Zur CeBIT 1993, einst die weltgrößte Computermesse, stellte Intel seinen ersten superskalaren x86-Prozessor vor. Der 1992 angekündigte Nachfolger der 4. Generation von x86-CPUs brach mit der üblichen Nomenklatur: Der Pentium war geboren.

Der erste Intel Pentium aus dem Jahre 1993 sollte so wegweisend werden, dass er heute als absoluter Meilenstein und einer der Hauptakteure der PC-Revolution angesehen wird und als der Wegbereiter für den Multimedia-PC gilt.

Der Chip eroberte den Markt so effektiv, dass das Magazin Fortune ihn im Jahr seiner Veröffentlichung als Hauptakteur der PC-Revolution auf das Cover brachte. — Intel

In diesem ausführlichen Special wollen wir uns die Geburtsstunde eines der wichtigsten und legendärsten Prozessoren aller Zeiten einmal im Detail ansehen.

Der Nachfolger des 486ers

Zum Ende des Jahres 1992 ließ Intel verlauten, mit dem bereits für die CeBIT 1993 angekündigten Nachfolger ihres äußerst erfolgreichen Prozessors i486, welcher auch von anderen Unternehmen unter Lizenz gefertigt wurde, erstmals mit seinem im Jahre 1982 durch den 80286 alias "286er" etablierten Namensschema zu brechen. Der neue Name Pentium war abgeleitet von penta ("πεντα"), dem griechischen Wort für "fünf".

Namensgebung Quelle: Intel Intel begründete die Namensänderung seinerzeit mit dem Umstand, die Zahlen markenrechtlich nicht ausreichend schützen lassen zu können, was dazu führte, dass Intels Konkurrenten wie AMD und Cyrix für ihre i486-Klone nur leicht abgewandelte Bezeichnungen wie AMD Am486 oder Cyrix Cx486 verwendeten.

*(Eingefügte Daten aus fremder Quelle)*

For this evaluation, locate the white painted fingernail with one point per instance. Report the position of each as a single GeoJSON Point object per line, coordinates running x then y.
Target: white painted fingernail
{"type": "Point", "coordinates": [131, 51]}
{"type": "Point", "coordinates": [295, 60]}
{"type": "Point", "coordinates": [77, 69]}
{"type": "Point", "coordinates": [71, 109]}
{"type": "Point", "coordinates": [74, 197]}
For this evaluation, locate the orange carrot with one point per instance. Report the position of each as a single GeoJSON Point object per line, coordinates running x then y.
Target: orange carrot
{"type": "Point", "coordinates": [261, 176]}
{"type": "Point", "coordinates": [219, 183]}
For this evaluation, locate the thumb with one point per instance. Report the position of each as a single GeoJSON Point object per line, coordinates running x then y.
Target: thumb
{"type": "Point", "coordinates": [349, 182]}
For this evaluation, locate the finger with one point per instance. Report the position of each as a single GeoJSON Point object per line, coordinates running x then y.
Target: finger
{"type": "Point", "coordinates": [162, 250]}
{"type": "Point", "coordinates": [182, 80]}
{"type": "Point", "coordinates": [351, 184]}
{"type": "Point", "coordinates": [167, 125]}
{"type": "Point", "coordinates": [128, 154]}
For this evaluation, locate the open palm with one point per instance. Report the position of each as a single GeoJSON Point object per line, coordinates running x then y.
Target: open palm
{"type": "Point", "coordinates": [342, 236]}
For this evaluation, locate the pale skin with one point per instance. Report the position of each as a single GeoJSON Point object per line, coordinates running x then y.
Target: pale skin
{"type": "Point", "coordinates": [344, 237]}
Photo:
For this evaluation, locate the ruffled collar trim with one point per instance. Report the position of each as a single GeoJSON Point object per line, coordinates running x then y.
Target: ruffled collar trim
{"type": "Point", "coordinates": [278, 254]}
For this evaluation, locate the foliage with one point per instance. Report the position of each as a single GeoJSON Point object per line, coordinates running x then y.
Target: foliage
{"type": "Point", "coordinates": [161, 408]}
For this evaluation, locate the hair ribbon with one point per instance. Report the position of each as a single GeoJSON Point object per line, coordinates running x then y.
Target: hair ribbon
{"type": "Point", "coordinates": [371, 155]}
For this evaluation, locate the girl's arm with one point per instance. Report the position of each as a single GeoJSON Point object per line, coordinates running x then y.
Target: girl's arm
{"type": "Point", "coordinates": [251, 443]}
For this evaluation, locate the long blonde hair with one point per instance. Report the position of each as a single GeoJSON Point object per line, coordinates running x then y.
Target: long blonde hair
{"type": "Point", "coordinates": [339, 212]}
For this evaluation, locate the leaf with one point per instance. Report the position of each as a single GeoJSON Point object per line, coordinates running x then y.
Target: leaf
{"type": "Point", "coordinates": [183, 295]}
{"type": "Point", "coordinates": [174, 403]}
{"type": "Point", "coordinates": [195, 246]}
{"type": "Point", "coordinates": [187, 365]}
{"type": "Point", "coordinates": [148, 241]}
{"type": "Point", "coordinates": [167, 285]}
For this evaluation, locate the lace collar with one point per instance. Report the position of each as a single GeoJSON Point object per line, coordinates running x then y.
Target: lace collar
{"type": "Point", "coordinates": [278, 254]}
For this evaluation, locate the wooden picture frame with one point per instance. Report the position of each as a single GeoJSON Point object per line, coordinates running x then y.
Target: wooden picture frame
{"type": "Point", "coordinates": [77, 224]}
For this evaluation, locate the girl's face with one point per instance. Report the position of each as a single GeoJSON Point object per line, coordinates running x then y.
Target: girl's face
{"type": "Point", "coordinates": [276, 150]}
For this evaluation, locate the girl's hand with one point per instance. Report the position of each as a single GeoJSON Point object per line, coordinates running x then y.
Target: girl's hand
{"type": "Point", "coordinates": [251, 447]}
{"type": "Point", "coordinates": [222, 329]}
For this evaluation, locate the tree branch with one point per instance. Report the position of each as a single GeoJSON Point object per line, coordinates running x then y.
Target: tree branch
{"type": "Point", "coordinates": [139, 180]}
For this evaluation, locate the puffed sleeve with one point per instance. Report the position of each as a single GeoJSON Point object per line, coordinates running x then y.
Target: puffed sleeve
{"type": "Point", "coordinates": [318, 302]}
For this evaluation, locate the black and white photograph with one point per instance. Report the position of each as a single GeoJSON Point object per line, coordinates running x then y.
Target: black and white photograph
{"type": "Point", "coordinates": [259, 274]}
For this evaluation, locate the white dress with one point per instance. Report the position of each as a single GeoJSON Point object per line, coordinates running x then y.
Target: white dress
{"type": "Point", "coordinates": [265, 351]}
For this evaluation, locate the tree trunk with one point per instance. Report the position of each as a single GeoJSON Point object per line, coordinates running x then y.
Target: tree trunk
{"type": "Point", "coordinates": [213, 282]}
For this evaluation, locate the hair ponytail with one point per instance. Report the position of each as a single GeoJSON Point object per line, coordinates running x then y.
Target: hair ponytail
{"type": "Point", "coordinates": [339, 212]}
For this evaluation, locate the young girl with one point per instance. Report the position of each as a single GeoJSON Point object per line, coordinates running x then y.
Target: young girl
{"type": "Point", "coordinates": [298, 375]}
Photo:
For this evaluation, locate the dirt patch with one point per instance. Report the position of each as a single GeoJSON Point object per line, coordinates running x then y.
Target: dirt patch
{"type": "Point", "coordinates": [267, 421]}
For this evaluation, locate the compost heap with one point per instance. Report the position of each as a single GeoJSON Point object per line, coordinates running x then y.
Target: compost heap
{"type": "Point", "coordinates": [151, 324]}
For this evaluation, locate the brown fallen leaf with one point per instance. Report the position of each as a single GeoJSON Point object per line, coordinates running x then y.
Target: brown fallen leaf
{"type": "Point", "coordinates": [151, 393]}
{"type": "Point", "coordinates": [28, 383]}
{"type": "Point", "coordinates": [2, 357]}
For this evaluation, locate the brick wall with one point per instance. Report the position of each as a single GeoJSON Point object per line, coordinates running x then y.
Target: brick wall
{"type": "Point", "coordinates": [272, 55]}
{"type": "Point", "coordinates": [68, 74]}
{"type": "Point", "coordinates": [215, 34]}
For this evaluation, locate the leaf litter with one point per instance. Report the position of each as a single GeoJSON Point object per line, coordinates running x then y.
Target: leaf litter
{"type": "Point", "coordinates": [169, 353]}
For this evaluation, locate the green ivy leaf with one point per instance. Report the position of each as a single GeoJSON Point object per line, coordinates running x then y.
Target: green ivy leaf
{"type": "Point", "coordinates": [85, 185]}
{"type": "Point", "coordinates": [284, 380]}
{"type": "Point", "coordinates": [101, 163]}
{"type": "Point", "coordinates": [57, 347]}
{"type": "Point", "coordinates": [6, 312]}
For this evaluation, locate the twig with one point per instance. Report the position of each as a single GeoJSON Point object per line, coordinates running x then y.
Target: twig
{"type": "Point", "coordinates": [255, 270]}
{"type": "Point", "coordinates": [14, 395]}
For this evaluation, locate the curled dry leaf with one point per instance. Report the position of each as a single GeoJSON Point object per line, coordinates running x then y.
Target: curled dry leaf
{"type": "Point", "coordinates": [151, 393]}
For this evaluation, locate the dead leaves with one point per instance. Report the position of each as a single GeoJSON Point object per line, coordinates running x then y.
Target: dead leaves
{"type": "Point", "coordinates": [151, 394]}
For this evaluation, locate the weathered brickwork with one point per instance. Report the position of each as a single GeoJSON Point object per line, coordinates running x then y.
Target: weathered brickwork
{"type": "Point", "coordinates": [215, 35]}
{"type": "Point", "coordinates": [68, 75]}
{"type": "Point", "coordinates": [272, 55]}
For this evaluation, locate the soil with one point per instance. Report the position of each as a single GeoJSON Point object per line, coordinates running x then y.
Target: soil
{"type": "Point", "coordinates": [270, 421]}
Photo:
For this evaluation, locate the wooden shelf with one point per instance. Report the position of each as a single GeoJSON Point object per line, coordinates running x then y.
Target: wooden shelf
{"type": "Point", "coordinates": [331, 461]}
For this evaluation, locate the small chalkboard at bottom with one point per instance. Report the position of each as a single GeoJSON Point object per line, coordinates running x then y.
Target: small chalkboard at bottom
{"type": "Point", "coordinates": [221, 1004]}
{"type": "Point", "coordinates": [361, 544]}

Seit den Zeiten des i386 versuchte Intel seine Konkurrenz und deren "Nachbauten" durch den Schutz von Warenzeichen erfolglos vom Markt zu verdrängen. Nachdem ein US-Gericht urteilte, dass die Bezeichnungen 586, i586 und 80586 nicht schützenswert seien, wurde seitens Intel die Idee vom Pentium geboren und letztlich in die Tat umgesetzt. — PCGH

Wie bereits beim Intel i486 kam erneut das gleiche Entwicklerteam rund um die zwei Hauptarchitekten John Crawford und Uri C. Weiser, welcher weithin als der Ur-Vater der Pentium-Mikroarchitektur gilt, zum Einsatz und entwickelte unter dem neuen Codenamen "P5" den allerersten Intel Pentium mit 60 und 66 MHz.

Der Intel Pentium ("P5") wird gebohren

Am 22. März 1993 war es dann so weit und Intel präsentierte im Rahmen der CeBIT mit dem Pentium 60 und dem Pentium 66 die ersten beiden Modelle des Ur-Pentiums mit einer Taktfrequenz von 60 respektive 66 MHz. Es handelte sich um die ersten zwei superskalaren CISC-Mikroprozessoren der Welt, da es Intel hierbei erstmals gelungen war, RISC-Technologie zu integrieren, ohne dabei die Abwärtskompatibilität zu der altbekannten x86-Befehlssatzarchitektur zu verlieren. Ein extrem bedeutender Entwicklungsschritt, welcher das CPU-Design für immer verändern sollte.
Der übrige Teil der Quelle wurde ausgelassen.